We could all use a few more low-carb, protein rich recipe ideas, especially for breakfast. The first meal of the day makes us gravitate toward toast, cereal, energy bars, muffins and donuts — one giant carb load.
This spinach, artichoke and feta casserole is a combination that can’t go wrong. It’s primarily veggies and protein. Baked spinach, gooey cheese and salty artichokes, it plays off of the appeal of the popular party dip but transforms it into a healthy meal anytime.
If the word ‘casserole’ scares you, call it crustless quiche or even an omelet. Either way, it’s an easy recipe that makes for fantastic reheated leftovers for several days. So break out of your breakfast rut and get crackin’ on this delicious egg casserole.
Spinach, egg, artichoke breakfast casserole
- 2 big handfuls of fresh spinach or 1 (8-ounce) package of froze spinach, thawed and patted dry
- 1/2 cup onions, finely chopped
- 1 can (7.5 ounces) artichokes, drained, dried and chopped
- 1/2 diced red pepper
- 2 cloves garlic, minced
- 10 eggs
- 1/4 cup skim milk
- 2 tbsp parmesan cheese
- 1 1/2 tsp salt
- 1/4 tsp cayenne pepper
- 3/4 cup feta cheese
- Preheat over to 375 degrees F. Spray 9×9 casserole dish with nonstick cooking spray and set aside.
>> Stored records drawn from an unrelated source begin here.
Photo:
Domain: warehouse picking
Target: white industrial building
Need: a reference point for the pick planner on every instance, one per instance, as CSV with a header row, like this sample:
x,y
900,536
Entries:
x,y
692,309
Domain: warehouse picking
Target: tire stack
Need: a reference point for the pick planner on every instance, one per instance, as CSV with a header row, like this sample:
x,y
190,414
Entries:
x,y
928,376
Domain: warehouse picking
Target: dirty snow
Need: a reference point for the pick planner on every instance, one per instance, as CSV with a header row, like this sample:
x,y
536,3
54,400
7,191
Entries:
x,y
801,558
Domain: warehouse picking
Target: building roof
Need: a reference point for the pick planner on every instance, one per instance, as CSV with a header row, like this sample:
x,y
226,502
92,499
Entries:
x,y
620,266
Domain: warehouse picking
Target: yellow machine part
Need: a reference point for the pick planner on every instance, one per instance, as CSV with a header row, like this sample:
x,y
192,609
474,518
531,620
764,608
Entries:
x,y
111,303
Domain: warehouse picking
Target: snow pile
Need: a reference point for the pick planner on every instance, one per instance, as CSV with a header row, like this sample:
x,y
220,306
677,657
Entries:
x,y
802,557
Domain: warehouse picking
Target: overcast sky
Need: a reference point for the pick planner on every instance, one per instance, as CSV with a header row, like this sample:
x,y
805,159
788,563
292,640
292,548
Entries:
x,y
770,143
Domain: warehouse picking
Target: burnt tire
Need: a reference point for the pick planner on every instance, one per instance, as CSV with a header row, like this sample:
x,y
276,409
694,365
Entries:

- In a medium bowl, add spinach, onions, garlic, artichokes and red pepper. Transfer to casserole dish.
- In same bowl, whisk together eggs, milk, parmesan, salt and pepper. Add in 1/2 cup of feta and stir. Pour mixture over vegetables in dish. *If using fresh spinach, make sure all leaves have been coated with egg mixture.
- Bake in oven for about 35-45 minutes or until it passes the clean knife check.
- Let rest for 10 minutes before cutting. Crumble extra feta on top and serve.